In the video above, watch Third Wave CEO, Paul F. Austin, describes how to optimize healing with mushrooms to help combat various mental health issues, including anxiety, severe depression, and PTSD. Read on to explore the science and research behind psilocybin and mental health and how to use psilocybin mushrooms for your own healing journey.
Psychedelics and Mental Health
Since the 1950s, scientists have recognized the healing potential of psychedelic medicines. Yet, with a decades-long stigma since President Richard Nixon declared a “war on drugs,” it’s only in recent years they have become more generally acknowledged for medical use and as therapeutic tools.
The word psychedelic means “mind-manifesting,” which describes how hallucinogenic substances can help reveal parts of our subconscious. This property makes psychedelics valuable tools in psychotherapy and mental health, as it allows repressed memories and difficult emotions to be brought to the surface. When combined with talk therapy and integration, this effect can help us better understand why we think and behave the way we do.
Paul F. Austin shares how psychedelic mushrooms, for example, “ …open up the aperture of existence which allows the issues that need to be resolved to come to the surface. When these challenges arise, the patterns of why we do what we do become much clearer.”
As well as giving insight into the subconscious, psychedelic therapy benefits mental health by helping us gain new perspectives and change unhealthy thoughts and behaviors.
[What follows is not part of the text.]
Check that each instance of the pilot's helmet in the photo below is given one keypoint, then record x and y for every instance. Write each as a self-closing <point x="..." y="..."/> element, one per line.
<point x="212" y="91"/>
In a recent Third Wave podcast episode, integrative psychotherapist Keith Kurlander explained:
“So, we’re perceiving things in a repeated pattern for either weeks, months, or years, or your whole life…. And generally speaking, that perception of life has a lot of falsehoods in it…. I think, generally speaking, psychedelics give you a moment where, now, you have to look at [life] completely differently.”
When looking at the neuroscience of classical psychedelics (psilocybin, DMT, and LSD), psychopharmacology research explains that increased flexibility in the brain may explain people’s profound ability to change.
Research has demonstrated that psychedelic medicines interact with a protein called the 5-HT2A receptor, which usually responds to the chemical messenger serotonin. In turn, 5-HT2A activates a molecule called brain-derived neurotrophic factor (BDNF), which increases the capacity for nerve cells to grow and form novel connections, which translates into new patterns of behavior and thinking.
This mechanism is crucial when considering psychedelics and mental health since many mental health disorders are characterized by patterns “stuck” in the brain, manifesting as rigid and unhealthy habits. Psychedelics can offer a window to help overcome these rigid tendencies.